Well, several of the models are already Bayesian. Gabriel Leung’s work at U of Hong Kong (Lancet, January 2020) is Bayesian, and a great use of the framework. The IHME model is also at least partly Bayesian. More generally, I think that if one is using epi models (e.g. SEIR) and trying to combine data sources, a Bayesian approach can be helpful.

12:25:17 From John Sibert: Is it possible to have complete references to the literature cited by the speaker?

My own relevant work on this is here. The other papers I cited were Schwartlander et al (1999, AIDS), and Donnat and Holmes (April 11, 2020, arXiv).

12:25:24 From Wendy Baldwin: There are some gender differences, it seems, with a male disadvantage. Do you need to account for gender in your models?

Answered orally. [Note by Josh: Adrian’s answer to the more general question of what to include and what to leave out was that the choice to include a variable in the model needs to be driven both by the theoretical importance of a variable and data availability. Over-parameterized models risk being inaccurate for forecasts. So even if you’re convinced a variable is important, be careful about including it if you don’t have enough data to make good parameter estimates. (This was a general comment, not focused on “gender”.)]

12:25:53 From Christopher Paciorek: Question for Adrian: given data shortcomings, how much hope is there to estimate variation in R0 / effects of social distancing?

Well, I think simple models could be estimated (e.g. social distancing reduced exposure by alpha %). It would be important not to get too fancy, though.

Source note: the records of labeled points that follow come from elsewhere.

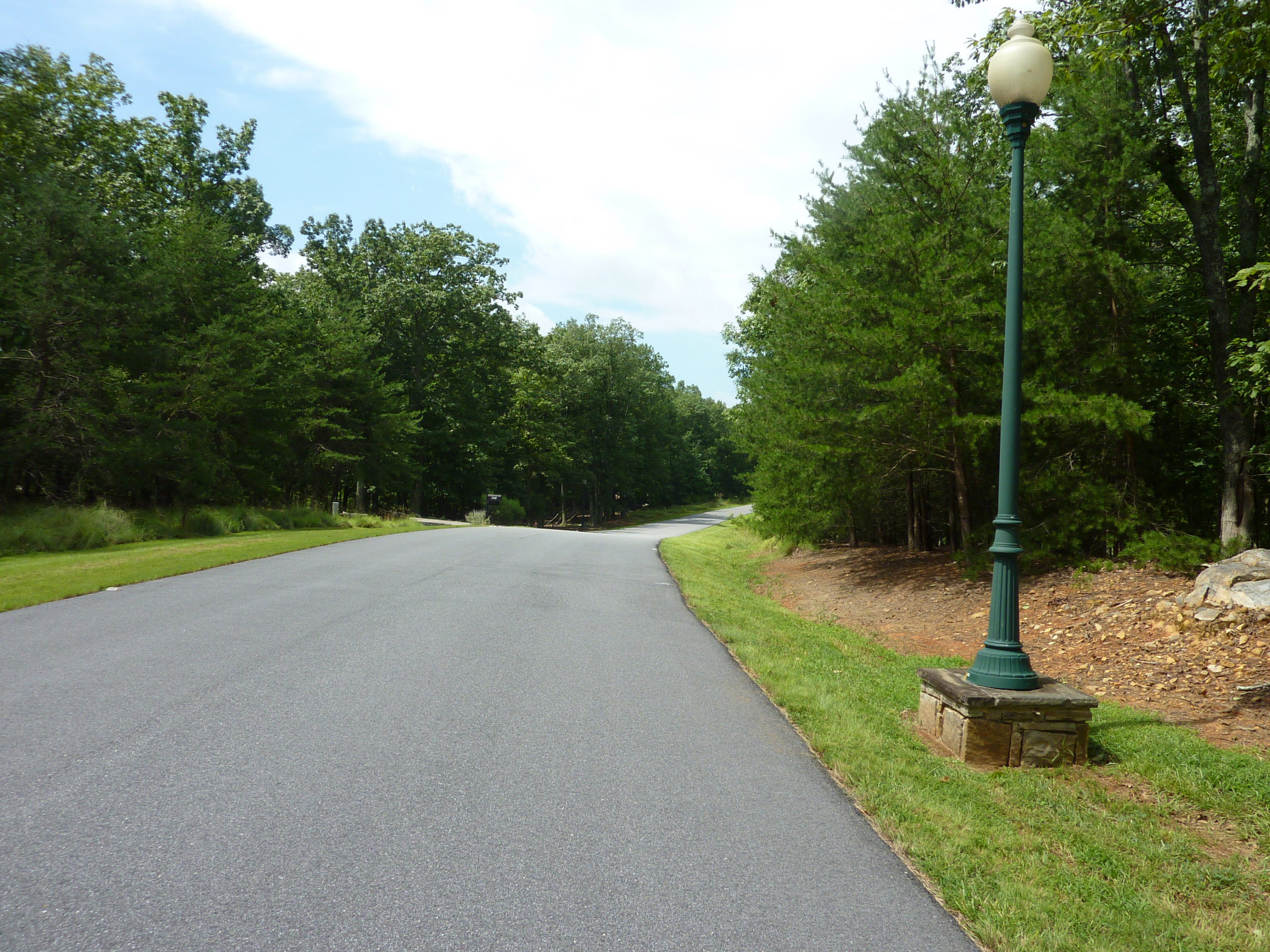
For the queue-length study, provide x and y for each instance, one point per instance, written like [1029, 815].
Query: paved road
[464, 739]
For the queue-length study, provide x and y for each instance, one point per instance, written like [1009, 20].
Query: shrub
[205, 522]
[509, 512]
[1175, 551]
[60, 529]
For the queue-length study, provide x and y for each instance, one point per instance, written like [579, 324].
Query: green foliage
[869, 357]
[302, 518]
[148, 356]
[1173, 551]
[32, 578]
[59, 529]
[205, 522]
[1033, 860]
[509, 512]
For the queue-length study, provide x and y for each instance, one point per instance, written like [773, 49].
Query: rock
[1225, 584]
[1251, 595]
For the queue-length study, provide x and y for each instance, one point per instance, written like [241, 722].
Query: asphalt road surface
[461, 739]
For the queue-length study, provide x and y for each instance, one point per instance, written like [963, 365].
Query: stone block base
[994, 728]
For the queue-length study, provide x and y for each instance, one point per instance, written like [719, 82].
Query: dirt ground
[1118, 635]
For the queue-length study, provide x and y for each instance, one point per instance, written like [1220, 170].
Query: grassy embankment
[45, 577]
[1162, 844]
[642, 517]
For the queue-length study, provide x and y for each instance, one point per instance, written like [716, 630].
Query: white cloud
[644, 149]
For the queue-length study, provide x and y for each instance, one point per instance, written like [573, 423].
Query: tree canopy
[148, 356]
[869, 357]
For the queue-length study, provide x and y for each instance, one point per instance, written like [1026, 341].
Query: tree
[440, 309]
[1197, 73]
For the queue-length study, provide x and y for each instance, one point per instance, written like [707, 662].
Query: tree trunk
[962, 485]
[1205, 211]
[912, 511]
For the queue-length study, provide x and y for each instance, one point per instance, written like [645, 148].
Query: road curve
[464, 739]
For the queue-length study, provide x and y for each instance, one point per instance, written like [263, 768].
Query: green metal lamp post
[1019, 78]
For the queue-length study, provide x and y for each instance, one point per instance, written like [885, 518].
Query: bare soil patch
[1118, 635]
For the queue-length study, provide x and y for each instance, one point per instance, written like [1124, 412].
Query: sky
[631, 158]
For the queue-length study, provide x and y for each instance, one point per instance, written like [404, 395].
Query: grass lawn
[642, 517]
[46, 577]
[1162, 844]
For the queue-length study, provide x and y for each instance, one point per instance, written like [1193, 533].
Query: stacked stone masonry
[994, 728]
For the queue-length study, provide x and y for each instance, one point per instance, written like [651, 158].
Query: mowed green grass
[1033, 861]
[48, 577]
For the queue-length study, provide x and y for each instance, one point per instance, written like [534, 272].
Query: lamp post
[1019, 78]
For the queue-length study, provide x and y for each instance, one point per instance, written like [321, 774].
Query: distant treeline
[148, 357]
[869, 357]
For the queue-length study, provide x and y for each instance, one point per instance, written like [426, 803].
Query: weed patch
[46, 577]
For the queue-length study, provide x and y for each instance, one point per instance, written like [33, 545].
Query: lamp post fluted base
[1003, 662]
[1003, 668]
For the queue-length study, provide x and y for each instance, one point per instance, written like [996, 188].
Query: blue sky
[629, 158]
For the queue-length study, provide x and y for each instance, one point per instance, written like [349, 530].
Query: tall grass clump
[509, 512]
[206, 522]
[302, 518]
[66, 527]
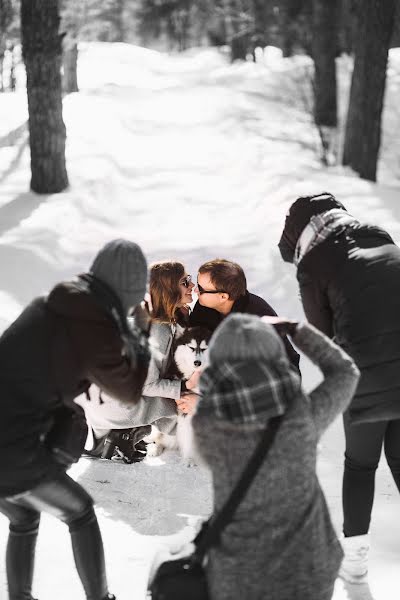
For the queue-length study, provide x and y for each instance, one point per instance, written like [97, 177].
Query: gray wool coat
[281, 544]
[157, 404]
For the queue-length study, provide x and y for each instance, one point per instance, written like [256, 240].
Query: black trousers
[363, 450]
[69, 502]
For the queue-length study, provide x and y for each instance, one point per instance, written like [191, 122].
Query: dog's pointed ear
[179, 331]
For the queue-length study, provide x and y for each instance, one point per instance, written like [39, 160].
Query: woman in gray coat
[281, 543]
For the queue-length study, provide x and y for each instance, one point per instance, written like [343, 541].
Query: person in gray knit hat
[281, 543]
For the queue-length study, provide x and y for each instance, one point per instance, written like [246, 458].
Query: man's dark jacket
[249, 304]
[56, 348]
[350, 289]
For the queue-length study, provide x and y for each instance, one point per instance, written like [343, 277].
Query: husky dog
[189, 353]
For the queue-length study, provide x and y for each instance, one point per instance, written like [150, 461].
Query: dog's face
[190, 350]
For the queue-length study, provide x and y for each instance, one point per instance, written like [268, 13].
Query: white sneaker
[354, 567]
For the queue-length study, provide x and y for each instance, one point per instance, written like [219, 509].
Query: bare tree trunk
[42, 53]
[375, 20]
[13, 79]
[70, 65]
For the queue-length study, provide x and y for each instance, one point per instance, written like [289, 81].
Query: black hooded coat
[350, 290]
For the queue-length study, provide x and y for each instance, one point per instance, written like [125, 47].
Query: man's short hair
[226, 276]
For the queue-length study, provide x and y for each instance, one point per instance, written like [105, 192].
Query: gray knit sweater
[281, 544]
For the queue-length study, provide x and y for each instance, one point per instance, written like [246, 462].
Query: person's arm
[202, 316]
[264, 309]
[333, 395]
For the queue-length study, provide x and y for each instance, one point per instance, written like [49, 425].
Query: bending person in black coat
[57, 347]
[349, 278]
[222, 289]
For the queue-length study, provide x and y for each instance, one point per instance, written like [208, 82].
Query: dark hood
[72, 299]
[298, 217]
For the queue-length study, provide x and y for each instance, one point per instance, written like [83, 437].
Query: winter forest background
[189, 126]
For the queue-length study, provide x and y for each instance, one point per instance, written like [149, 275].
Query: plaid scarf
[319, 228]
[247, 392]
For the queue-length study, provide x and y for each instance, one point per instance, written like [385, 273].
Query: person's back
[281, 541]
[54, 350]
[276, 522]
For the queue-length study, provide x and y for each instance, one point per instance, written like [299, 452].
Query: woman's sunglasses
[186, 281]
[203, 291]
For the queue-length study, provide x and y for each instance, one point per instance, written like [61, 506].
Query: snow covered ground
[192, 158]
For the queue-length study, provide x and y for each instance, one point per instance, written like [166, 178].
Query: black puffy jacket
[350, 290]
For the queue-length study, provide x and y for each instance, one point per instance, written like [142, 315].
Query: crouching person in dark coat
[56, 348]
[349, 278]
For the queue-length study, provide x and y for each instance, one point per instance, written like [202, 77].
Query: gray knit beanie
[122, 266]
[241, 337]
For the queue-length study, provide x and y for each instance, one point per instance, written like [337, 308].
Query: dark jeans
[363, 450]
[65, 499]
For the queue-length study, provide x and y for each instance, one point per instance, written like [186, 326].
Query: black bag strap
[212, 529]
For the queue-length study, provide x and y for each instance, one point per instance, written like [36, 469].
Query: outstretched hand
[283, 326]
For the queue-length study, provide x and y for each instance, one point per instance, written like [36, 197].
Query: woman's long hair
[165, 292]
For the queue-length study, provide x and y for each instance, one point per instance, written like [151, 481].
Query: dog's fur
[189, 351]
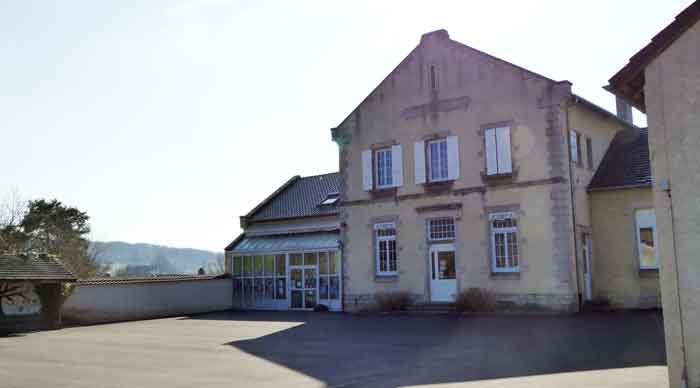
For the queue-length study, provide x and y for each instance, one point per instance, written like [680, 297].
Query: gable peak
[440, 34]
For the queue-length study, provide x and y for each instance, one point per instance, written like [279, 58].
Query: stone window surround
[515, 208]
[381, 192]
[498, 178]
[453, 210]
[384, 278]
[642, 272]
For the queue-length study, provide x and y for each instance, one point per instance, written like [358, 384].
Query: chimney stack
[624, 110]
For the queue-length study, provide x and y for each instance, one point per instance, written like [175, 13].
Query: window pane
[500, 250]
[237, 288]
[281, 288]
[323, 287]
[248, 291]
[323, 263]
[297, 300]
[512, 249]
[259, 289]
[295, 274]
[295, 259]
[281, 265]
[310, 278]
[237, 266]
[446, 265]
[310, 258]
[392, 255]
[258, 265]
[269, 265]
[269, 288]
[647, 252]
[310, 299]
[383, 256]
[247, 265]
[334, 267]
[383, 167]
[334, 292]
[443, 160]
[442, 229]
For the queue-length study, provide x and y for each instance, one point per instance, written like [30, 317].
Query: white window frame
[378, 239]
[493, 231]
[441, 219]
[639, 225]
[500, 152]
[386, 174]
[441, 159]
[575, 148]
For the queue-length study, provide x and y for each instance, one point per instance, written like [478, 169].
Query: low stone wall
[551, 302]
[113, 300]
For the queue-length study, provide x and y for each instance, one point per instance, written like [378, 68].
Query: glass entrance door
[303, 285]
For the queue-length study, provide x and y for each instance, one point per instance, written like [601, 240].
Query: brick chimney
[624, 110]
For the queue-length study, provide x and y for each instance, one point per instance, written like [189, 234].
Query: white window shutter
[367, 170]
[491, 161]
[452, 157]
[396, 166]
[505, 161]
[419, 161]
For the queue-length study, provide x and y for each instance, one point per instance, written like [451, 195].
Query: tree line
[48, 226]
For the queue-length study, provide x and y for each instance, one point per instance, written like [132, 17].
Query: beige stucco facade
[673, 109]
[473, 91]
[616, 273]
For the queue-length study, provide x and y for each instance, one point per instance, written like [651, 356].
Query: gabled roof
[298, 197]
[33, 267]
[149, 279]
[443, 36]
[628, 83]
[597, 108]
[626, 162]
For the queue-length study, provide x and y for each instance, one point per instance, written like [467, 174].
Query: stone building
[31, 292]
[663, 80]
[460, 170]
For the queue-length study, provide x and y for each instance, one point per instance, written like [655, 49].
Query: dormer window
[331, 199]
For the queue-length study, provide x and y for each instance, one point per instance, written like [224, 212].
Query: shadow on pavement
[399, 350]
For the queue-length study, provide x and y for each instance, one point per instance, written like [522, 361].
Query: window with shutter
[367, 180]
[437, 160]
[419, 162]
[497, 143]
[589, 152]
[573, 145]
[383, 168]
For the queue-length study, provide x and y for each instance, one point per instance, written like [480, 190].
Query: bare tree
[13, 208]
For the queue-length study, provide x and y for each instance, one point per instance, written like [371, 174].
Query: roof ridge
[318, 175]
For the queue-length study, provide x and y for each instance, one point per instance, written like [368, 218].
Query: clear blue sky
[165, 121]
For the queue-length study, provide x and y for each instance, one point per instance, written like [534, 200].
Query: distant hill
[173, 260]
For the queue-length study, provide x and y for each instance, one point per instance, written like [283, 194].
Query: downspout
[573, 196]
[684, 372]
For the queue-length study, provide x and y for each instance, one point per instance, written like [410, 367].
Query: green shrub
[393, 301]
[475, 300]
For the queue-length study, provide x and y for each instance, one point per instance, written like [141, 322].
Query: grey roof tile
[300, 197]
[626, 162]
[33, 267]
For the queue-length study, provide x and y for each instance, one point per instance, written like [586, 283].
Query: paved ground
[317, 349]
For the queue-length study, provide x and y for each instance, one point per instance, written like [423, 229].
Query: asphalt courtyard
[280, 349]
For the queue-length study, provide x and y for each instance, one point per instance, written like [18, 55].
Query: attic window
[331, 199]
[433, 77]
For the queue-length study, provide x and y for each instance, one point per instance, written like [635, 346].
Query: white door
[587, 292]
[443, 279]
[303, 287]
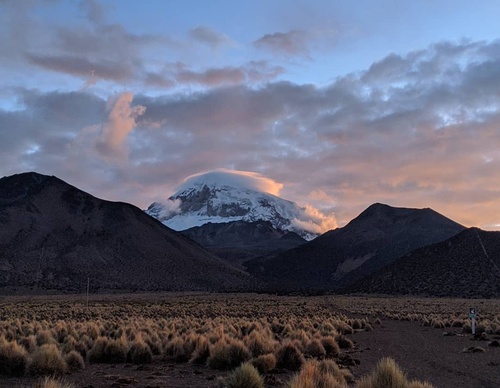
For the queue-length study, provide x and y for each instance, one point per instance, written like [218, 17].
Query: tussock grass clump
[388, 374]
[47, 360]
[227, 354]
[45, 337]
[257, 344]
[315, 349]
[51, 382]
[344, 342]
[140, 352]
[74, 361]
[13, 358]
[29, 343]
[178, 349]
[108, 351]
[288, 356]
[331, 347]
[264, 363]
[201, 351]
[245, 376]
[315, 374]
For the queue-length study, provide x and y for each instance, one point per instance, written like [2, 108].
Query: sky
[338, 104]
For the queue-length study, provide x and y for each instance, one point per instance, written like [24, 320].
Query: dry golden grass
[219, 330]
[388, 374]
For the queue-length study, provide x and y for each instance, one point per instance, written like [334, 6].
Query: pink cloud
[121, 121]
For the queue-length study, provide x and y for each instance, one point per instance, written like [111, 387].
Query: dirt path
[424, 353]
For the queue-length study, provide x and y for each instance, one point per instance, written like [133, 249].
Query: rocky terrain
[466, 265]
[378, 236]
[55, 236]
[239, 241]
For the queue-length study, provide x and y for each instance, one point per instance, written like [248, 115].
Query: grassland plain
[246, 340]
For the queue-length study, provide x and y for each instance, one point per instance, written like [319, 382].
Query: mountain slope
[240, 241]
[378, 236]
[53, 235]
[466, 265]
[219, 197]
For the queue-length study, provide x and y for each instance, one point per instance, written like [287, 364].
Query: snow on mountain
[225, 196]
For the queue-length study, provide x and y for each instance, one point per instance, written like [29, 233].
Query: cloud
[253, 72]
[417, 130]
[293, 43]
[310, 219]
[93, 10]
[315, 221]
[170, 208]
[245, 179]
[83, 67]
[211, 38]
[121, 121]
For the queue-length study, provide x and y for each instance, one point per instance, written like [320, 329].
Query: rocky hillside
[222, 197]
[466, 265]
[239, 241]
[378, 236]
[55, 236]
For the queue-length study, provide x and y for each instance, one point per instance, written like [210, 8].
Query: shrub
[289, 357]
[13, 358]
[51, 382]
[47, 360]
[264, 363]
[140, 352]
[74, 361]
[246, 376]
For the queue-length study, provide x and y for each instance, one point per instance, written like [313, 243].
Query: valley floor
[410, 330]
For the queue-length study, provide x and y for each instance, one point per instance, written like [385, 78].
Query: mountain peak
[227, 196]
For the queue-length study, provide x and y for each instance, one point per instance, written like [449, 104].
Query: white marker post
[472, 316]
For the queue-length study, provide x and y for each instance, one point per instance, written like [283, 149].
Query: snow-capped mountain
[223, 196]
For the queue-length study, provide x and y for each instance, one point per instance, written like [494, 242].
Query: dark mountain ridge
[239, 241]
[378, 236]
[53, 235]
[465, 265]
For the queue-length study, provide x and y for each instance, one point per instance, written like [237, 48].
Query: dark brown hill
[466, 265]
[239, 241]
[377, 237]
[55, 236]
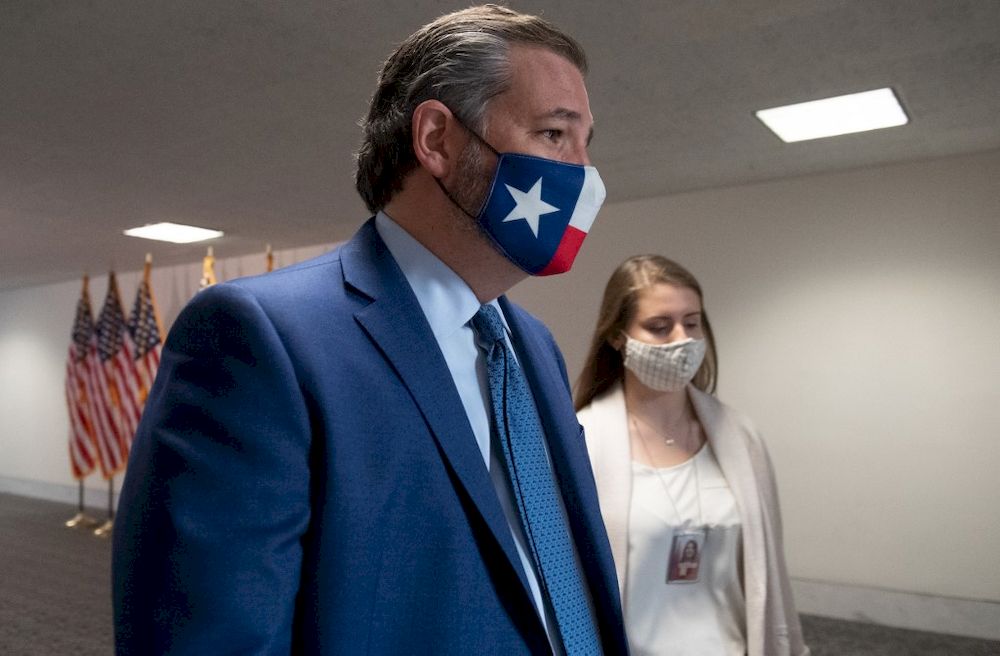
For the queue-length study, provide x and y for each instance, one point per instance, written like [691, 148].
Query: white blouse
[684, 618]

12:26:13 From luisimac21: Handling heterogeneous mixing in SIR models is a problem, right? Solutions? -Luis

Oh yes. It makes the model much more complicated. My general approach is to fit a simpler model and validate the forecasts against observations. If it’s OK, you don’t need to get more complicated.

12:26:39 From Lauren Goldstein: A new study has begun recruiting at the National Institutes of Health in Bethesda, Maryland, to determine how many adults in the United States without a confirmed history of infection with SARS-CoV-2, the virus that causes coronavirus disease 2019 (COVID-19), have antibodies to the virus. The presence of antibodies in the blood indicates a prior infection. In this “serosurvey,” researchers will collect and analyze blood samples from as many as 10,000 volunteers to provide critical data for epidemiological models. The results will help illuminate the extent to which the novel coronavirus has spread undetected in the United States and provide insights into which communities and populations are most affected.

12:29:56 From Joshua Goldstein: Thanks, Lauren. Question for group on this: isn’t this a terrible idea to have a convenience sample rather than a probability sample?

Yes, I agree. Are they really going to do a sample of volunteers? It seems like a big waste.

Thanks again to Adrian for writing these responses and giving me permission to post them. Thanks to all of our speakers. And a special thank you to everyone who asked a question in the chat room.

See you all next Wednesday at noon (“Berkeley time”).